A chegada na Catedral foi de um clima de mistério e desnorteio. Afinal estava ali, não haviam mais setas amarelas a seguir. Então e agora? Estava no lugar certo? Me senti deslocado com tantos turistas e gente tentando ganhar dinheiro vendendo quinquilharias. Ali no meio da multidão fui buscando um a um, os verdadeiros peregrinos para recebermos a Conpostela e tomarmos uma merecida cerveja gelada nos mais de 30 graus da quente Galícia. O primeiro momento é assustador! Não sabia o que fazer ou para onde ir! Passado algumas horas fui comprar novas roupas. Renovei tudo: meias, cuecas, tenis, bermuda e camisetas. Tudo novo! Me olhei no espelho e ali percebi que um novo passo foi dado. Uma nova caminhada se iniciaria ali agora na vida nossa de cada dia.
domingo, 30 de junho de 2013
Enfim, Santiago!
O ultimo dia foi de muita ansiedade.

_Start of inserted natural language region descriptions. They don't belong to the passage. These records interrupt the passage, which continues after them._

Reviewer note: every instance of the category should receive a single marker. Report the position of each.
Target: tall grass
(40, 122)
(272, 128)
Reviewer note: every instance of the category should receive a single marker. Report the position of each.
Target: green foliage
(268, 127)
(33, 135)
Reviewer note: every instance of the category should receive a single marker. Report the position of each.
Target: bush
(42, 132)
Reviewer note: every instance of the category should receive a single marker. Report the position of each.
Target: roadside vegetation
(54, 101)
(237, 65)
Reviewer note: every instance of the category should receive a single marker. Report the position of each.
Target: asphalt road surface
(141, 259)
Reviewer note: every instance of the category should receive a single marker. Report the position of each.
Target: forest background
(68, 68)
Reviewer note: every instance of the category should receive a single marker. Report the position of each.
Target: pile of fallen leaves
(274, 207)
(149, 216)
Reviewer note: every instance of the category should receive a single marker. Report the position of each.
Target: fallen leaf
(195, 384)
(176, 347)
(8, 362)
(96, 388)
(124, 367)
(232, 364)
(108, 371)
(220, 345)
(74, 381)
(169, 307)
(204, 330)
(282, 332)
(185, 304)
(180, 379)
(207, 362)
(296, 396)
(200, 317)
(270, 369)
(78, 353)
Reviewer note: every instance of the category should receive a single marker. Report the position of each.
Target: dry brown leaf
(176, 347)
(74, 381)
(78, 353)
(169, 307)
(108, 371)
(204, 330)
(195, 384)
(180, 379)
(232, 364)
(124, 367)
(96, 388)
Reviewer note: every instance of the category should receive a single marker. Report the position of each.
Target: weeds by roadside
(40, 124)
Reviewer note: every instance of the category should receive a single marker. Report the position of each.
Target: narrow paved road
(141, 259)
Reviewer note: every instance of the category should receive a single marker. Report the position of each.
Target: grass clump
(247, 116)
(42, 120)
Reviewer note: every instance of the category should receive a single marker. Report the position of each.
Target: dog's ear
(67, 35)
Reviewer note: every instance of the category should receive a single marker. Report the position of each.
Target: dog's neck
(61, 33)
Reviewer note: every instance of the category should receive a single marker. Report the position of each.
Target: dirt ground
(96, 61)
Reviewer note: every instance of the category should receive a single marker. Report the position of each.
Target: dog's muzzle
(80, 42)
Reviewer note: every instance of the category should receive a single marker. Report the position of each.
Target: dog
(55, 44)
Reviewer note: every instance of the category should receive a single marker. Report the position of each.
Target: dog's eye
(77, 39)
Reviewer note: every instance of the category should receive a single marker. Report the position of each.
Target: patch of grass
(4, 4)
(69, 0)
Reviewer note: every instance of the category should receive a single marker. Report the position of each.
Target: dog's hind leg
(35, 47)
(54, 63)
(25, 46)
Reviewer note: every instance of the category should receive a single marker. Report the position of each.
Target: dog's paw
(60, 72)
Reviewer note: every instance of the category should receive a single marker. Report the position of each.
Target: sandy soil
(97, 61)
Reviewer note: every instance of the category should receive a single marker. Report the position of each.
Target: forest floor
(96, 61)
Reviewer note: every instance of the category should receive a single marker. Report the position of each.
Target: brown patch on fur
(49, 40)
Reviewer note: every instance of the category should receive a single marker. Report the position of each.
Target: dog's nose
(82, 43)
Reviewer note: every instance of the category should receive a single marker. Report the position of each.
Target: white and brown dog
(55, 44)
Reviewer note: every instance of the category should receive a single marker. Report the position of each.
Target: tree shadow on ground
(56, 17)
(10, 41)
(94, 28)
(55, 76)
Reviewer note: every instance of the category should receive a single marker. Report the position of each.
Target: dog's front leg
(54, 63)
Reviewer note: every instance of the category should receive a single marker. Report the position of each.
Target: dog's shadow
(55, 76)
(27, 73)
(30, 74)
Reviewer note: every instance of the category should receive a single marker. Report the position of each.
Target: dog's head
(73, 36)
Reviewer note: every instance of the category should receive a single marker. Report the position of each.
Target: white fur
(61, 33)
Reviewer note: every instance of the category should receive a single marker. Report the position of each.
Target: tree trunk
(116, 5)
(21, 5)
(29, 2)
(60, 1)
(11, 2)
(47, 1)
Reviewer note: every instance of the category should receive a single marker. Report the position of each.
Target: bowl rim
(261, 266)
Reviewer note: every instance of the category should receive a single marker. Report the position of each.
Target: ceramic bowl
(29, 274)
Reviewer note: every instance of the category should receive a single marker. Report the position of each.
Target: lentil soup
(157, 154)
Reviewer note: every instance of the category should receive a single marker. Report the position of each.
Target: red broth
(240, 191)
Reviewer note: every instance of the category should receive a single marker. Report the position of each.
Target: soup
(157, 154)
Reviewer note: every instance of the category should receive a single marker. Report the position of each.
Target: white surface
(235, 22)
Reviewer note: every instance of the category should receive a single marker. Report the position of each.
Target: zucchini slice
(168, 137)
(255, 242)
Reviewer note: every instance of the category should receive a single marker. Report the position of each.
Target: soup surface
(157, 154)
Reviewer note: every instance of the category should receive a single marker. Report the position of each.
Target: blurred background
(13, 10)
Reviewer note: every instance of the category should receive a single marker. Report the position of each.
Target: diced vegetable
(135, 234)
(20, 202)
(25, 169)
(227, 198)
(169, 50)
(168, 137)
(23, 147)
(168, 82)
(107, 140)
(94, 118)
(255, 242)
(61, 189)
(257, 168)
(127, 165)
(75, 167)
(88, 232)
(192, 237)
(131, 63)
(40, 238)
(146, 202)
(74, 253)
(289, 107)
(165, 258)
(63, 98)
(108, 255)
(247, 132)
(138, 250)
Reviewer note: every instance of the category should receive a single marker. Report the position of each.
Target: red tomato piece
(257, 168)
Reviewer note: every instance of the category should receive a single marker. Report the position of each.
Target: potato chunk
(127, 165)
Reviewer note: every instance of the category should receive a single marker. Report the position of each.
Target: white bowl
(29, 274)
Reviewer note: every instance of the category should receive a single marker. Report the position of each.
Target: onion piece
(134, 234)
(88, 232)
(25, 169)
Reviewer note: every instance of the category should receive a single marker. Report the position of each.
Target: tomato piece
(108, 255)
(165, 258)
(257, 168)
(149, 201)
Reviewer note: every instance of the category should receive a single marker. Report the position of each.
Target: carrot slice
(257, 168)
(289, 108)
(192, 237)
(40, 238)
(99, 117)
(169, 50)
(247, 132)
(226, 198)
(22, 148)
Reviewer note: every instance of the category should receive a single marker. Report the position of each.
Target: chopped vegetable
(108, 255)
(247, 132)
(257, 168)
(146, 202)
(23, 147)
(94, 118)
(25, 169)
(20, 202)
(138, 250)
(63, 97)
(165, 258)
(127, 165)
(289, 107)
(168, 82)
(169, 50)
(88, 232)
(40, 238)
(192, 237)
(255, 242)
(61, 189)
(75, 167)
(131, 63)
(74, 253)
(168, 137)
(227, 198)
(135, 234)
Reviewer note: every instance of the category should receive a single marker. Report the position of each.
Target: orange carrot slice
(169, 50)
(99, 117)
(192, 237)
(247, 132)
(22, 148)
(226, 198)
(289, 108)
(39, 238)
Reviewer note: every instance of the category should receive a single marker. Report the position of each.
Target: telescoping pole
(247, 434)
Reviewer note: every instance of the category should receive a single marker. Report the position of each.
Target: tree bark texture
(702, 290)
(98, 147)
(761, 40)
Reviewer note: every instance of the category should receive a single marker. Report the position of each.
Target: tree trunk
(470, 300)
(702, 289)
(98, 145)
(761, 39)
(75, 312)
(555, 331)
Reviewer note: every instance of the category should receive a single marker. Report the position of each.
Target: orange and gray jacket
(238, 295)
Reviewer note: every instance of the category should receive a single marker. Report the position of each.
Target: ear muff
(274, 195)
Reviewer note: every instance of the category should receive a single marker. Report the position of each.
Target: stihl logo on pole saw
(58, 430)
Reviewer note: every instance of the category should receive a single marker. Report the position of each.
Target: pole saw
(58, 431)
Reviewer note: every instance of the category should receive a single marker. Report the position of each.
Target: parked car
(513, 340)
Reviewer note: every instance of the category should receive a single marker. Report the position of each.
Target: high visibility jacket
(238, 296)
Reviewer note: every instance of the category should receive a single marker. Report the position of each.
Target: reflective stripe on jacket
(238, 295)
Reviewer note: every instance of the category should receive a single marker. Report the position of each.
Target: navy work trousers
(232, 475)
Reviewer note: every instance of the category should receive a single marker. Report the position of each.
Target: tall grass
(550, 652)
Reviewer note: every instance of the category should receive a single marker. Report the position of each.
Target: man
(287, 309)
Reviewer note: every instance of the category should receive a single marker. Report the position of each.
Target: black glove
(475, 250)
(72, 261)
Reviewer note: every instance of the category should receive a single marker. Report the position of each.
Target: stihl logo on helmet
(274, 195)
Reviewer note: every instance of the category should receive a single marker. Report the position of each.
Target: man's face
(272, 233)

Mas também não poderia ser diferente. E que dia difícil! Talvez o mais difícil até então. Eram apenas 20 kms sem muitas subidas ou descidas. Na prática foi bem diferente! O corpo acho que já queria se acostumar com a ideia de não ter que andar mais e tudo ficou extremamente pesado e difícil. Depois dos 100 kms faltantes ( mais precisamente depois de Sarria) a coisa fica muito turística. Aquelas pessoas que você encontrava quase que diariamente desde o início lá na França com suas pesadas mochilas, roupas surradas, sem tomar banho mas com um incrível sorriso no rosto e disposto a caridade sempre uns aos outros vão dando lugar a meros turistas, bem-vestidos, sempre com pressa e usando suas mochilinhas minúsculas, sempre emburrados com as subidas acentuadas e despejando "Buen Camino" a todos se achando os veradeiros peregrinos. Isso acontece porque a igreja dá a Compostela para quem faz os últimos 100 kms sem precisar andar os 800 que eu andei. Mas é uma mera jogada de marketing religioso para encher mais os cofres do Vaticano claro. Você percee nitidamente a diferença de quem começou lá atrás e de quem começou perto de Santiago. O ultimo dia só piora. Encontrei inúmeras excursões escolares e um monte de gente fazendo a trilha gritando, conversando sem parar e você percebe qe aquela paz de caminhar lado a lado de alguém às vezes horas sem trocar uma palavra se esvai em memórias de um passado bom. Sim o ultimo dia é cansativo, irritante e longo mesmo que falte apenas alguns quilometros. Mas tudo muda quando lá do Monte do Gozo você vê pela primeira vez Santiago de Compostela, distante 5 kms. É uma sensação de alivio e recompensa. É acreditar e conquistar um objetivo tão difícil e desejado. É saber que ali está o recomeço de uma nova vida e a continuação de algo que vai além de uma simples caminhada. É olhar Santiago e ali ver sua família e amigos que ficaram lá atrás e que agora retornarão a você de braços abertos. É saber que quando ali chegar a mudança que talvez ocorra será apenas no essencial: amor, amizade, caridade e simplicidade. E indo mais fundo nessas qualidades, é encontrar a verdadeira paz de viver a vida como ela é oferecida a cda um de nós.